Lorsque j’ai rencontré celle qui allait, pour un temps, devenir ma femme, je me gelais dans un loft de 12m2 encombré d’un lit de 70 ce qui, une fois le matelas posé au sol, appelait inévitablement au rapprochement des corps. Bref, le lieu commun de la bohème estudiantine.

Entre deux siestes dans un amphi, je dus me rendre avec ma sœur aux funérailles d’un grand-oncle et de son épouse, synchroniquement passés de vie à trépas suite à une overdose de monoxyde de carbone.

La cérémonie débutait sur les lieux du drame et, bien entendu, nous sommes arrivés en retard, tandis que dans le minuscule salon qui faisait salle comble, la séance de componction familiale avait déjà débutée.

Nous avons donc contourné la maigre assemblée, longé le mur de droite avant de dépasser les cercueils parallèles pour aller nous garer dos à la fenêtre opposée, en regard donc d’un public qui pouvait constater le sérieux de notre recueillement face aux dépouilles préemballées.

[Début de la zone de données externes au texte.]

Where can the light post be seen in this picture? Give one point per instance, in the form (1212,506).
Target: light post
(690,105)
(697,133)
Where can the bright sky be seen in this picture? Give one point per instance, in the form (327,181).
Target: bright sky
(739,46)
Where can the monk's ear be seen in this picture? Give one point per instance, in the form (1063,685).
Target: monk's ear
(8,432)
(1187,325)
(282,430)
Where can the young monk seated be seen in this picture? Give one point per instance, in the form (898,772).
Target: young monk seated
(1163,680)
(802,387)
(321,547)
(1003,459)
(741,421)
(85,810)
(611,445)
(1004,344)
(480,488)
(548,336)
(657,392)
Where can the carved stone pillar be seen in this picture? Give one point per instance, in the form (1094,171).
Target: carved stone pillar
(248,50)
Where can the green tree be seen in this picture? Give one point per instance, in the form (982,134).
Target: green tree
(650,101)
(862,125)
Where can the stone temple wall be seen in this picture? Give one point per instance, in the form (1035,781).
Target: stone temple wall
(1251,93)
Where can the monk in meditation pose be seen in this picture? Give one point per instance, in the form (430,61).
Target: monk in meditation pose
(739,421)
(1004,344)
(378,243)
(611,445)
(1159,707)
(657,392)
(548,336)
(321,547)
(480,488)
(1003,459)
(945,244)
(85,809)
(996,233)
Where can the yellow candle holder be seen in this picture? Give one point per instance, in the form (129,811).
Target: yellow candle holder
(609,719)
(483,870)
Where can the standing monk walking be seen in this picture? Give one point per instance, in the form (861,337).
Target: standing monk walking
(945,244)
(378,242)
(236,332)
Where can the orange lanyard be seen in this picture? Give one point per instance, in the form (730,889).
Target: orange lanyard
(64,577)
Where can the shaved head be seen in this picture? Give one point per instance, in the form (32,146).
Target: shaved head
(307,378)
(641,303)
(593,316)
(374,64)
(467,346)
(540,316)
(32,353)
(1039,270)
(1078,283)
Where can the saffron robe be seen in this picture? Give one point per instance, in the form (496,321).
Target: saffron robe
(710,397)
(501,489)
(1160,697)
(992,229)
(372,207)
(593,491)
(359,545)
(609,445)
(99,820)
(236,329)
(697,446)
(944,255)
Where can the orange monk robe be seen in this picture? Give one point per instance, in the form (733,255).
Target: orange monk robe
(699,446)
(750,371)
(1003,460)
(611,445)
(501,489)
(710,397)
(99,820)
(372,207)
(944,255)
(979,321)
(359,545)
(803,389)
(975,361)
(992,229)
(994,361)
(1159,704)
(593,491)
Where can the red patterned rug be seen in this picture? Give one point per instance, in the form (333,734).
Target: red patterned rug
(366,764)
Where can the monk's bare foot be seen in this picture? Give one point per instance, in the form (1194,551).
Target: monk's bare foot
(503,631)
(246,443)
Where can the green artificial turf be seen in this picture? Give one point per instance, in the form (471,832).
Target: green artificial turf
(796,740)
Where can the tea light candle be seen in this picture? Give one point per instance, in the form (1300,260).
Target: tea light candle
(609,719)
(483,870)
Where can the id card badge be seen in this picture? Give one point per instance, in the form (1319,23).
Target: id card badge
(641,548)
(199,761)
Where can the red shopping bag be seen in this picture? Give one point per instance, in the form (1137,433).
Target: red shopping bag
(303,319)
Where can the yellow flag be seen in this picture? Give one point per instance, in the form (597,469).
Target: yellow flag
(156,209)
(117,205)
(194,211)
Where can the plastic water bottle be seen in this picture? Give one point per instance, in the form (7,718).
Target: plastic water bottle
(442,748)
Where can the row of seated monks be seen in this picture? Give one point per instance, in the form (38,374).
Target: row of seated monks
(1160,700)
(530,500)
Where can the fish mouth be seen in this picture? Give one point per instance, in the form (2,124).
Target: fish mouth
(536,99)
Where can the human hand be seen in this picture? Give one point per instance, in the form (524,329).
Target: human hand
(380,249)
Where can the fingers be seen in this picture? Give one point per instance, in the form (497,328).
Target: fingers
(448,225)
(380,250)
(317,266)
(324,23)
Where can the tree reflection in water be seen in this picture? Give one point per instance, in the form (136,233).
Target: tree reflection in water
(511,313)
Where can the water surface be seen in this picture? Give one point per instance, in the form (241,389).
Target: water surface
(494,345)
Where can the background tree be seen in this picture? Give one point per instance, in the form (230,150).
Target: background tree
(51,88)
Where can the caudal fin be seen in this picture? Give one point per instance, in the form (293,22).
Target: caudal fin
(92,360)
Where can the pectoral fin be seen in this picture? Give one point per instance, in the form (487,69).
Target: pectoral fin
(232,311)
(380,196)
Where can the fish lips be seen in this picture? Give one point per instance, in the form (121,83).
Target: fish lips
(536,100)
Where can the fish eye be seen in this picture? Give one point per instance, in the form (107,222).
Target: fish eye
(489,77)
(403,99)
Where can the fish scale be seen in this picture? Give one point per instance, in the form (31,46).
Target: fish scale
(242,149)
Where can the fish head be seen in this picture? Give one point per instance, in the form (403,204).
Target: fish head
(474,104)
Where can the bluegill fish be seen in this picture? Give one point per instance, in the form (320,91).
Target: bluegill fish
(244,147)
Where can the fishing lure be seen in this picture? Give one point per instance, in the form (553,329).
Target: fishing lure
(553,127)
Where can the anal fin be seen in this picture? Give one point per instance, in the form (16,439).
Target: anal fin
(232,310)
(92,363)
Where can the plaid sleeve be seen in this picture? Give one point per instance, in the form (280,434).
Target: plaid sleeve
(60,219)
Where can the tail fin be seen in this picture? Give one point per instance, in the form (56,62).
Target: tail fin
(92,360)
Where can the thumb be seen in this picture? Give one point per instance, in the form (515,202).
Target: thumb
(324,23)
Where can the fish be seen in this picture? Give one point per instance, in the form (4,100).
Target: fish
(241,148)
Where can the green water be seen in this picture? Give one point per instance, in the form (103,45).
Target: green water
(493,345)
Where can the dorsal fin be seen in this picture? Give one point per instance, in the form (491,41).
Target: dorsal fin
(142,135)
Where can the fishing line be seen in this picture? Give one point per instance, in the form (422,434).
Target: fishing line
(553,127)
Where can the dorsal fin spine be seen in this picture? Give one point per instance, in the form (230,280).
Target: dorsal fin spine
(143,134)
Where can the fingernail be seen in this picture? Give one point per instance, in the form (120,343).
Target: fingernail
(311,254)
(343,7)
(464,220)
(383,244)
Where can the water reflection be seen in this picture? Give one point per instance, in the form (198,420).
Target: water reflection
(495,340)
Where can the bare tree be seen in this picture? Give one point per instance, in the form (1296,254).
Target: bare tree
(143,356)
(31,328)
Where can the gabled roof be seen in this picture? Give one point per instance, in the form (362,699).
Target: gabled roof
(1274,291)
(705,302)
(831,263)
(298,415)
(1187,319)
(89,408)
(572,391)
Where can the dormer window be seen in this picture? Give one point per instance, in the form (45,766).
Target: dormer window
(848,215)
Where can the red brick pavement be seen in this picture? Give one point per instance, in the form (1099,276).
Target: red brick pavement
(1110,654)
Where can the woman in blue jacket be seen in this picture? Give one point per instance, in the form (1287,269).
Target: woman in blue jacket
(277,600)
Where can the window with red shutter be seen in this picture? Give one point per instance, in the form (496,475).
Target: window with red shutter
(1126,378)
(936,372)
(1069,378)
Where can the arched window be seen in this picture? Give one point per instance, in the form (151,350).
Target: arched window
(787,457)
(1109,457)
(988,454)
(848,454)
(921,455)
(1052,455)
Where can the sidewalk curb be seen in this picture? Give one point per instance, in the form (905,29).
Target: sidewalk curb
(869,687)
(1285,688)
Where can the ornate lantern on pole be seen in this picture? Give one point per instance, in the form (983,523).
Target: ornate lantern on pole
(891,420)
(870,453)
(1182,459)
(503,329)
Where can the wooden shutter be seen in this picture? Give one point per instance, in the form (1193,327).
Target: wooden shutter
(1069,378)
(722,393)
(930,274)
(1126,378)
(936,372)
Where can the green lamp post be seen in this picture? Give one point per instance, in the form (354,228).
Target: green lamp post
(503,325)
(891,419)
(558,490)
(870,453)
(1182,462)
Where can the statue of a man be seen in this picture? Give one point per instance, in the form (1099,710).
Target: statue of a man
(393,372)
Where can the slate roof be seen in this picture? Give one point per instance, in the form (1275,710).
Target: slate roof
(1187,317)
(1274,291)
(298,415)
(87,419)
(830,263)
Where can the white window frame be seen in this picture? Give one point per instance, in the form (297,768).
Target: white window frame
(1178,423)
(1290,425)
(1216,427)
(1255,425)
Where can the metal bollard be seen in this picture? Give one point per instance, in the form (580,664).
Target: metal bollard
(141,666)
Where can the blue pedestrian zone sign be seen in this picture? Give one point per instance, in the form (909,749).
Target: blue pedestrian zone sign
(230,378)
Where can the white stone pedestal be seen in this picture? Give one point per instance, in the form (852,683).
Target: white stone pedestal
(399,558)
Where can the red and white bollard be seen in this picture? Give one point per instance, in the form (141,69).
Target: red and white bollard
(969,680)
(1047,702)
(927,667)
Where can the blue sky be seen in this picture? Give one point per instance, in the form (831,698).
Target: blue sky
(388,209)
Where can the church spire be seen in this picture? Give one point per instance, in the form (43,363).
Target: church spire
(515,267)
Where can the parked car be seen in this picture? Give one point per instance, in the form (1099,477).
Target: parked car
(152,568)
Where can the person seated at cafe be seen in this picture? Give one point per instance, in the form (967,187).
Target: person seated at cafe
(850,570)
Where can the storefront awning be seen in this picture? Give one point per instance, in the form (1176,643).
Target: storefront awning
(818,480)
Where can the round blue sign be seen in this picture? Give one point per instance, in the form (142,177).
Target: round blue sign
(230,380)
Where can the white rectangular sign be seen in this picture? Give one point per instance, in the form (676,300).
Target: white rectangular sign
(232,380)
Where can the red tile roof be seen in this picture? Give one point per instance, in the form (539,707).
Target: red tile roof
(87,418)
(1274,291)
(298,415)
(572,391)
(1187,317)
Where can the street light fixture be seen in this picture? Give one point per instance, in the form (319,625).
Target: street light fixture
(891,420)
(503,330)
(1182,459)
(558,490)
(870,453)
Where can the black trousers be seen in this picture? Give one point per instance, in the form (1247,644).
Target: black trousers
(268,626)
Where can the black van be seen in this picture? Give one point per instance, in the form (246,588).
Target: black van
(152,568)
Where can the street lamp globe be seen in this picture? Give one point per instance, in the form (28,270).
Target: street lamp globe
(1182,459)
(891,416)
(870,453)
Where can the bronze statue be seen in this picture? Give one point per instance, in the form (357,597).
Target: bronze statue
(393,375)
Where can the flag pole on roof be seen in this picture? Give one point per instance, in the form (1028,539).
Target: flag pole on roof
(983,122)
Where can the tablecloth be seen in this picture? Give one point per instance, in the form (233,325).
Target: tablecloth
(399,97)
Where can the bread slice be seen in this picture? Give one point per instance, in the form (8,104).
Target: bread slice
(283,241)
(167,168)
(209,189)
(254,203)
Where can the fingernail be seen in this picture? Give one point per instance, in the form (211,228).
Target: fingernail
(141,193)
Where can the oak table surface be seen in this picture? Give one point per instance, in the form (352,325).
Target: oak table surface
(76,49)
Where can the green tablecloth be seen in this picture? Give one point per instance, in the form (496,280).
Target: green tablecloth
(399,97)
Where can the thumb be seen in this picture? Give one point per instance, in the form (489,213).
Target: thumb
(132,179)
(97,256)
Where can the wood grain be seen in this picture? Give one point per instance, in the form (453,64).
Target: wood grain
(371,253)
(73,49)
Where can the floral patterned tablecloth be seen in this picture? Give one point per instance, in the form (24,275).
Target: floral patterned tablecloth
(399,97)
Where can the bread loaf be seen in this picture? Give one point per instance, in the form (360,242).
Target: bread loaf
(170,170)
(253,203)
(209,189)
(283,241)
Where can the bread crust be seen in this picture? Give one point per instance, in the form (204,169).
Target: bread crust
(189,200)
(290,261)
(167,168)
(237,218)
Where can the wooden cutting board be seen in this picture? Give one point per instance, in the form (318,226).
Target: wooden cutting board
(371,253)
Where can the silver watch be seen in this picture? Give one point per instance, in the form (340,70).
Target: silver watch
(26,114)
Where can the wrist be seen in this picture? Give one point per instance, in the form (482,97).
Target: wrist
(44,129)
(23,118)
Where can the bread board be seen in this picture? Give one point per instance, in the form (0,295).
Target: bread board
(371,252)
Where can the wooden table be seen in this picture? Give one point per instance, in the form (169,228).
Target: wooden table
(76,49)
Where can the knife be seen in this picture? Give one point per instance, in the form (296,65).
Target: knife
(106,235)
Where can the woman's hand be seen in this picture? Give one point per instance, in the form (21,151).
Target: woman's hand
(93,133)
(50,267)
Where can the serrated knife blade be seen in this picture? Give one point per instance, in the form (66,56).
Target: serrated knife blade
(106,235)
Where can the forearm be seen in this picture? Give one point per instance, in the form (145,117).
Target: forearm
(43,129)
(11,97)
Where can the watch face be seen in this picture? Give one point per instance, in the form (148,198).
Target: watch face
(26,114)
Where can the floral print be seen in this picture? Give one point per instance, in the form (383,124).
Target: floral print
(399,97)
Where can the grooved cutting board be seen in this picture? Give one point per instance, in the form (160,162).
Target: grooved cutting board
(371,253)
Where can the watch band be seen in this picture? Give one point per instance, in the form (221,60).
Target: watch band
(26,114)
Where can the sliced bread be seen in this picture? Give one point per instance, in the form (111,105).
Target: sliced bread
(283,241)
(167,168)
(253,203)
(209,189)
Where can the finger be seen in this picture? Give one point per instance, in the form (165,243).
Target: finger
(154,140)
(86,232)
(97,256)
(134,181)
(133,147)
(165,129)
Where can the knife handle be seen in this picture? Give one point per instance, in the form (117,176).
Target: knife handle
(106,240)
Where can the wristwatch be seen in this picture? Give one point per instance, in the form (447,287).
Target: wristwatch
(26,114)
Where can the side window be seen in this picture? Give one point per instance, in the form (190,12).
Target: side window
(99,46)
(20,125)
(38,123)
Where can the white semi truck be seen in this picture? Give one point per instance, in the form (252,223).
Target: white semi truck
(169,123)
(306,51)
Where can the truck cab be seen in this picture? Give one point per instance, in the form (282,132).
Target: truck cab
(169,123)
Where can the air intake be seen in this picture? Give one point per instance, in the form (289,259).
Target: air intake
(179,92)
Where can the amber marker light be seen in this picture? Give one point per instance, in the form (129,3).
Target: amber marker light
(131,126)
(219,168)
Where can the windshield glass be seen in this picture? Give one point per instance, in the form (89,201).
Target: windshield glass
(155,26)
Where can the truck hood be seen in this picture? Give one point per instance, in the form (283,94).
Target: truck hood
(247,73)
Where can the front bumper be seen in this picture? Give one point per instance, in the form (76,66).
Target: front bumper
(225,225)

Dès que tout le monde eut replongé le nez dans son mouchoir, je laissai mes yeux se dégourdir les jambes et gambader sur le décor environnant.

Ma sœur repérant ma scrutatrice pérégrination s’inclina imperceptiblement pour me susurrer cette perfidie :

Tu cherches un appartement 

L’effet en fut hirochimiesque !

Nous voilà partis d’un fou rire dont l’irrépressible le disputait à l’inapproprié – elle pleurant hypocritement toutes les larmes de son corps – et moi me mordant les joues à m’en sculpter une tête d’anorexique, duo de pantins hoquetant face à une assistance prostrée. Assistance dans laquelle nous pouvions repérer, nullement dupe de nos simagrées, notre mère furibonde de nous voir, en pareille occasion, nous gondoler comme deux croque-morts sur un parvis. Pour sûr qu’elle nous aurait étripés si nous n’avions été protégés par les parallélépipèdes vernis d’Émile et de Clémence

Cher Émile et chère Clémence qui devaient, à n’en point douter, s’égayer en la circonstance de la réconfortante allégresse insufflée par notre juvénile hilarité.

On naît seul

On jouit seul

On meurt seul

Alors, pour que cette tragédie soit supportable, rien de tel que d’aller aux enterrements en insolente compagnie.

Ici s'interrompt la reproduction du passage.